I do not object to raising the minimum wage. It benefits those who work for minimum wage, and for a liberal that should be a sufficient reason. Liberals, however, can never be satisfied with doing good for its own sake, because the modern convention is that voters should vote only in their own self interest.
(I actually reject the concept of voting only in one’s own self interest, but that’s a different subject for a different time.)
The only voters whose own self interest supports raising the minimum wage, however, are those working for minimum wage, and they don’t make campaign contributions. Nor are there enough of them to assure the reelection of liberal politicians, so the assistance of economists is secured to tell us that raising the minimum wage “injects money into the economy,” thereby increasing consumer spending and raising the GDP, which is in everybody’s self interest.
Sort of “the rising tide that raises all boats,” but does it actually work? Lets look at Dean Baker’s example of the roofer in Nebraska, who he suggests should raise her workers’ wage from $17/hr to $20/hr and thereby gain more business and enrich the economy by increasing the GDP because the workers will have more money to spend.
The average roofing job takes about 150 man-hours, so each for job the higher wage will enrich the workers by about $450, typically about $90 per worker. This is where the difference between economics and business enters the picture, because Dean Baker thinks that the discussion ends here, with telling us that the economy has been enriched by $450 per roofing job, the additional amount that the workers have been paid.
There is, however, the issue of payroll deductions which usually run about one third of gross pay, so the economy is actually enriched by about $300 per roofing job, which is the increased spending power that is realized by the workers due to the increase in wages. That’s a good thing, of course, but it’s still not the end of the discussion.
The roofer’s cost to do the job has increased by $450, and Dean Baker will tell us that the roofing company can just absorb that additional cost and move on. Any business that allows its cost to increase without a consequent increase in selling price, however, is all be certain to be going out of business in very short order. That’s not economics, so Dean Baker would not know anything about that. It’s basic business management, which a kid selling lemonade on the street corner figures out pretty quickly.

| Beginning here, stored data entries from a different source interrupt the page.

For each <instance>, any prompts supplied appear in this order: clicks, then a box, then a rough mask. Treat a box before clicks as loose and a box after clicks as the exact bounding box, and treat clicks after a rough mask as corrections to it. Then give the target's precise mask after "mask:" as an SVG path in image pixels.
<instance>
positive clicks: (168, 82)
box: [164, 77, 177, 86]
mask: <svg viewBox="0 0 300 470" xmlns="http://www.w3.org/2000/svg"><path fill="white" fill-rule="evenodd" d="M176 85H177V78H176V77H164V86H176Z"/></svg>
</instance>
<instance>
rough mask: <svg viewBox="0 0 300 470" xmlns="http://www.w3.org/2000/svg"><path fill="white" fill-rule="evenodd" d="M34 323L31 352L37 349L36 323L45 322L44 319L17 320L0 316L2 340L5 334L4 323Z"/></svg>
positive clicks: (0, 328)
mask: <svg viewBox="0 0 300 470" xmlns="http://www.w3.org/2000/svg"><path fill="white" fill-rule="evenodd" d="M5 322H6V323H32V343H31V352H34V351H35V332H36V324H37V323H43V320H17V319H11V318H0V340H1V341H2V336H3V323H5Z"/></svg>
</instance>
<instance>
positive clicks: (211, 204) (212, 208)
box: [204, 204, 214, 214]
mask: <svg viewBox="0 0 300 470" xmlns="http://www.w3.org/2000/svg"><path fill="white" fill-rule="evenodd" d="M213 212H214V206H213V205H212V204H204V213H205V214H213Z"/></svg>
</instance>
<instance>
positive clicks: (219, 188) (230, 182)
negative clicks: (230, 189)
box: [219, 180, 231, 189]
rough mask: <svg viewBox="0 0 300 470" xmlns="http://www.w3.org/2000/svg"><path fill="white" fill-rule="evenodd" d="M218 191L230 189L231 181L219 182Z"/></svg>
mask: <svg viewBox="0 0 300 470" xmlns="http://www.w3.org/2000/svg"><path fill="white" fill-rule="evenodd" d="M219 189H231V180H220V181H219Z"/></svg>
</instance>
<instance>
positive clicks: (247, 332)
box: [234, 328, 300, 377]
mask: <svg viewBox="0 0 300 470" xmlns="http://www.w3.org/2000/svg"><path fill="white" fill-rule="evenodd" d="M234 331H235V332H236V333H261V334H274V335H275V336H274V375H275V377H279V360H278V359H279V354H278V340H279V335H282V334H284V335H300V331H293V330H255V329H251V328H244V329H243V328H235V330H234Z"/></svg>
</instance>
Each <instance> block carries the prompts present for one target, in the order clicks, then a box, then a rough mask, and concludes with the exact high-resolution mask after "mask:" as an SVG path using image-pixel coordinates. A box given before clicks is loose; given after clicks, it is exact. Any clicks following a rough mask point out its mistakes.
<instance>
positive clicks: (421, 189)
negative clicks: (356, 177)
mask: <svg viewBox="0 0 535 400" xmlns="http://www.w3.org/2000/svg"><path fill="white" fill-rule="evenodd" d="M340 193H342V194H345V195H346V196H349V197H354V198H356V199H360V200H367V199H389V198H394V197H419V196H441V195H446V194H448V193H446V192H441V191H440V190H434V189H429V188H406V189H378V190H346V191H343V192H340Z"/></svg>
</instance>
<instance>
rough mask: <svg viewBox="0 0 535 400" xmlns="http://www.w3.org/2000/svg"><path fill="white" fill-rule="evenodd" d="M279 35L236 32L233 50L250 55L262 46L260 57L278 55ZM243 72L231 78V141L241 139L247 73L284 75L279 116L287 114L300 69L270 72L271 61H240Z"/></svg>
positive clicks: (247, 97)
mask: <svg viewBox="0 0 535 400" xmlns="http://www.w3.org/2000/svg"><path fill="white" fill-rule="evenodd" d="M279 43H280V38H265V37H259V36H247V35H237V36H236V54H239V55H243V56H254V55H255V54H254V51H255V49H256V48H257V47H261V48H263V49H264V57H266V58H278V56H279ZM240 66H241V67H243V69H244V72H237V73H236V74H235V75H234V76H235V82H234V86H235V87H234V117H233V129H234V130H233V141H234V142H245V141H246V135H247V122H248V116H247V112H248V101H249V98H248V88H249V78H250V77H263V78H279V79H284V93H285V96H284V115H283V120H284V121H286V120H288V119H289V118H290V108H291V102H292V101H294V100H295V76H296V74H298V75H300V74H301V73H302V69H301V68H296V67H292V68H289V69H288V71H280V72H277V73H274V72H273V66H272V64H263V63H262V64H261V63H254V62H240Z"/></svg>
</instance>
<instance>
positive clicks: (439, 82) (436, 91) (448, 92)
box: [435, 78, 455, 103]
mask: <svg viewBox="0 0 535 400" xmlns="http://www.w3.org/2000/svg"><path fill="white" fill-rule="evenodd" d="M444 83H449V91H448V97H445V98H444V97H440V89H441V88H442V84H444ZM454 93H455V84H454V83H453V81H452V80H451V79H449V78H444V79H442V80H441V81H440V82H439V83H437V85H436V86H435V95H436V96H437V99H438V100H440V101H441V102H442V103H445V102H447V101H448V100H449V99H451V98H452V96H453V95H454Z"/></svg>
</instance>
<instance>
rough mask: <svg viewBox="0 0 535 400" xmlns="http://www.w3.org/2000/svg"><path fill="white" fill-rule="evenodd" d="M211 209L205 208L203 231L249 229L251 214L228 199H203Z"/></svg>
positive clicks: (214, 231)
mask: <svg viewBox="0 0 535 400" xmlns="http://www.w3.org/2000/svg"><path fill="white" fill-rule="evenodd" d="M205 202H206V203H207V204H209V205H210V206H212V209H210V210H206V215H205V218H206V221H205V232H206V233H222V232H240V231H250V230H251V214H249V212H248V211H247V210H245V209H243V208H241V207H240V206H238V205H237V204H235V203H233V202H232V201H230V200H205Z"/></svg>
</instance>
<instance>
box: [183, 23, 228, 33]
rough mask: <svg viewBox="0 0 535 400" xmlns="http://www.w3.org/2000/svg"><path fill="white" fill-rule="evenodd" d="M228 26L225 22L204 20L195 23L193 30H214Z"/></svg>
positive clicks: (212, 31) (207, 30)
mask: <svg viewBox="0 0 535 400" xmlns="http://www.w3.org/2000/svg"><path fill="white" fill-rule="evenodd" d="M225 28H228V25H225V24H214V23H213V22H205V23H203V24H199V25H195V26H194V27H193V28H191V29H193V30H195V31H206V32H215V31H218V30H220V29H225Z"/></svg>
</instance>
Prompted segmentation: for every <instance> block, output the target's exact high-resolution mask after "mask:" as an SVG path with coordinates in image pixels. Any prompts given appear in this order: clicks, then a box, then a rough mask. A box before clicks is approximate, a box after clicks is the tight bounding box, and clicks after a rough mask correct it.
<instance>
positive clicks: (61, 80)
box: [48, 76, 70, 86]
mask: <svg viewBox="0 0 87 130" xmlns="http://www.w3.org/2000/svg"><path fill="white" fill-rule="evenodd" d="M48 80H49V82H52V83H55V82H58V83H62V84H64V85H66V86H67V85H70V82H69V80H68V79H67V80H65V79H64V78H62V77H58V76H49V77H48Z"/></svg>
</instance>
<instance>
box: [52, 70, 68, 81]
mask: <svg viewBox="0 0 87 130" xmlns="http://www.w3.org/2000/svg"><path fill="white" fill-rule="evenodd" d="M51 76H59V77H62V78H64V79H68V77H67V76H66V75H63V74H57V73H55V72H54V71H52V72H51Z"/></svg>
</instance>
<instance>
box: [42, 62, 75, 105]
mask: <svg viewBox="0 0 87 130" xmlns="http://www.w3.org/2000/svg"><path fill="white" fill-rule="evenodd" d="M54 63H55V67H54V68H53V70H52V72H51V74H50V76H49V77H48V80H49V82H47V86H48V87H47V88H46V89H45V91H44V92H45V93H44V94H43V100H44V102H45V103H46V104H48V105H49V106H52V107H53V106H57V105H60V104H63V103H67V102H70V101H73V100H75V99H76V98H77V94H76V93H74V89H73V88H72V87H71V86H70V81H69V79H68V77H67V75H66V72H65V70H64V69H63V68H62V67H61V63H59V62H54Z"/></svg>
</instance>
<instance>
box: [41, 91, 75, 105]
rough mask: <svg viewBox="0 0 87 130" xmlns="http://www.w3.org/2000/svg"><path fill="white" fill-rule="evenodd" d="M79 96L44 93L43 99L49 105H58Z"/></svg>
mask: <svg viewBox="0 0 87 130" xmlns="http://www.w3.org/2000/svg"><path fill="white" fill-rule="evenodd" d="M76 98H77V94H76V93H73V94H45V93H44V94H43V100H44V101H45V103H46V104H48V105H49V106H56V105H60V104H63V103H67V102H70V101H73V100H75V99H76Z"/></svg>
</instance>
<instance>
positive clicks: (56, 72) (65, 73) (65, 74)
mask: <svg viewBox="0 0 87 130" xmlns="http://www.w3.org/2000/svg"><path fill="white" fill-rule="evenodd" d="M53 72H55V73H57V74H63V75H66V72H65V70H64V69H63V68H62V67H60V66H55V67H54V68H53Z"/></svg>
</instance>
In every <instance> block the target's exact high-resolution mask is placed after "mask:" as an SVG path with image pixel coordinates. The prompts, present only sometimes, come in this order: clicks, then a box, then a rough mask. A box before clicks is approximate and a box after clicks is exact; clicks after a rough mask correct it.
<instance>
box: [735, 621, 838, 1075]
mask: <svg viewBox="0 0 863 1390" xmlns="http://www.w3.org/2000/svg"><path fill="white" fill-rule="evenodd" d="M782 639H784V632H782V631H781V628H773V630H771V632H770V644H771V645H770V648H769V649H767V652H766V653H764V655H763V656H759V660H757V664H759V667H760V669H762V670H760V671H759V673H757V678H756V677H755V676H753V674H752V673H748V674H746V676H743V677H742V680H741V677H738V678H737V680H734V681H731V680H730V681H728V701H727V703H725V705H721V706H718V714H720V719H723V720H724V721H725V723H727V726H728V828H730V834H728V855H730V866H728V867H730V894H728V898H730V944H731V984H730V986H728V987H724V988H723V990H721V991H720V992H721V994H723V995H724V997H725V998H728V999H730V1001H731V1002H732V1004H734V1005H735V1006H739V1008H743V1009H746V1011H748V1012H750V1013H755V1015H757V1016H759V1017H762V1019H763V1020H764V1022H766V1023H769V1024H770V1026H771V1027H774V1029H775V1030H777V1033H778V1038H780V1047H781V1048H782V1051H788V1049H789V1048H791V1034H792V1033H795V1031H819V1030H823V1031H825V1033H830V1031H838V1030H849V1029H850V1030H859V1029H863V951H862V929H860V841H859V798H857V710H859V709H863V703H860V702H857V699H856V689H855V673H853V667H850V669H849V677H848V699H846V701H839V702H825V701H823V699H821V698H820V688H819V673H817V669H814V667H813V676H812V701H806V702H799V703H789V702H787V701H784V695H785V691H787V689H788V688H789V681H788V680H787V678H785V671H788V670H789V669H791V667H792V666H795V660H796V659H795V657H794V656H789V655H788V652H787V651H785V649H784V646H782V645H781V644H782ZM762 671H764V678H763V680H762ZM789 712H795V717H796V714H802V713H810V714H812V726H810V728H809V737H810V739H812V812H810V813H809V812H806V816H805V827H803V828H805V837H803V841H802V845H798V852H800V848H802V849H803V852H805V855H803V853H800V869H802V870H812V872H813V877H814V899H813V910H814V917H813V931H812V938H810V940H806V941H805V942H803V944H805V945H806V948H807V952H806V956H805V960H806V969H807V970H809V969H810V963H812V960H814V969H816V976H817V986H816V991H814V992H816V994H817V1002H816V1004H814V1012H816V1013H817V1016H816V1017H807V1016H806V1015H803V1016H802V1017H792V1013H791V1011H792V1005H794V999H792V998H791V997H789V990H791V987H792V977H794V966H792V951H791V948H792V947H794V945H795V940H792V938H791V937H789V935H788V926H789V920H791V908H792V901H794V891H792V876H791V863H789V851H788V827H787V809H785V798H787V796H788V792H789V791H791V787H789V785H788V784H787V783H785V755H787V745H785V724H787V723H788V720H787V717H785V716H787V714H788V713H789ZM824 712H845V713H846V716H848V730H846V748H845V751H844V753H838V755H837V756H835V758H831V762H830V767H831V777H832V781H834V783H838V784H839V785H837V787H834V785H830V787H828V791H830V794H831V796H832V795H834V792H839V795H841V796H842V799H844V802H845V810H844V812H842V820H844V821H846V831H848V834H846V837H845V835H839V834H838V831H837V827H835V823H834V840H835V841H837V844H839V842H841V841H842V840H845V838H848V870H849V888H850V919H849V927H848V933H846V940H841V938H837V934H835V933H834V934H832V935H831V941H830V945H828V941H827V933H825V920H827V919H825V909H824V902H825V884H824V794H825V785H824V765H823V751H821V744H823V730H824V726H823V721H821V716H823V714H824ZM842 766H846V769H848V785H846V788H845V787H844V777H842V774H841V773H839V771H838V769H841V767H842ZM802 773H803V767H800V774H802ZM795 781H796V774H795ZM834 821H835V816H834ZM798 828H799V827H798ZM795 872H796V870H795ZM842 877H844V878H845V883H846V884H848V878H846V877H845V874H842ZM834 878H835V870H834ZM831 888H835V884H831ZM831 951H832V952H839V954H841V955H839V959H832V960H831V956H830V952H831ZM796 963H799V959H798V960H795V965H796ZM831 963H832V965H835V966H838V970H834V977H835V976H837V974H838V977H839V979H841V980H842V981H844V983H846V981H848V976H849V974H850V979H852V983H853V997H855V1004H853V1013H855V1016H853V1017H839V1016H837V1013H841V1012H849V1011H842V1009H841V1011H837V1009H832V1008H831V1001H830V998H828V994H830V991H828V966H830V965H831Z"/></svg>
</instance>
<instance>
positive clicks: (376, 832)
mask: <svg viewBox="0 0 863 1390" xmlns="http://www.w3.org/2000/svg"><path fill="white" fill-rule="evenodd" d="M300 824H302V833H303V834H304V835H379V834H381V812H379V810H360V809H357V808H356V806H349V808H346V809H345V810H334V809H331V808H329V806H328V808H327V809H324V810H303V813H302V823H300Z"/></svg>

And the direct wage increase of $450 is not the whole story either. There are costs related to wages, such as workers’ compensation insurance, unemployment insurance tax and payroll tax. There are others, such as sick pay, vacation pay and, increasingly, mandated maternity pay, and they all usually add up to about 30% of direct wages. I suspect that the rate for a high risk business such as roofing is a little higher than that, but we’ll stay with the average and say that this factor bumps the average cost increase to about $585 per roofing job.
And that’s without the roofer adding anything for profit on that increased cost, which is actually a must if she wants to stay in business, not to mention applying a factor called “burden” onto the additional cost. The latter is a factor to cover the fixed overhead of the business, and companies who do not apply it regularly on job costing fail every time. I have seen it more than once. Profit and burden add another 20% at the very least; it is usually a percentage significantly much larger than that.
So the increased sale price of the roofing job is some $700 due to the $3/hr wage increase that Dean Baker urged the roofer to award her employees. That means that five employees have a total of $300 more spending money from this roofing job as a result of the wage increase, while the homeowner has $700 less spending money. The economy, then, had a net loss of $400 in consumer spending power.
I suspect that somebody is going to say that the homeowner is so wealthy that the cost of the roofing job does not affect his spending habits. I will prevent that person from looking foolish by reminding him of the “American dream” of every person a homeowner, and that over 50% of the population has already realized that dream. I would not for a moment suggest that 50% of the population is indifferent to spending resources.
That argument is beside the point anyway, because the “injection of money into the economy” is not about how much will actually be spent, but is about how much will be made available for spending, and we have shown that the economy did not realize any net benefit from the Nebraska roofer raising her workers’ wages.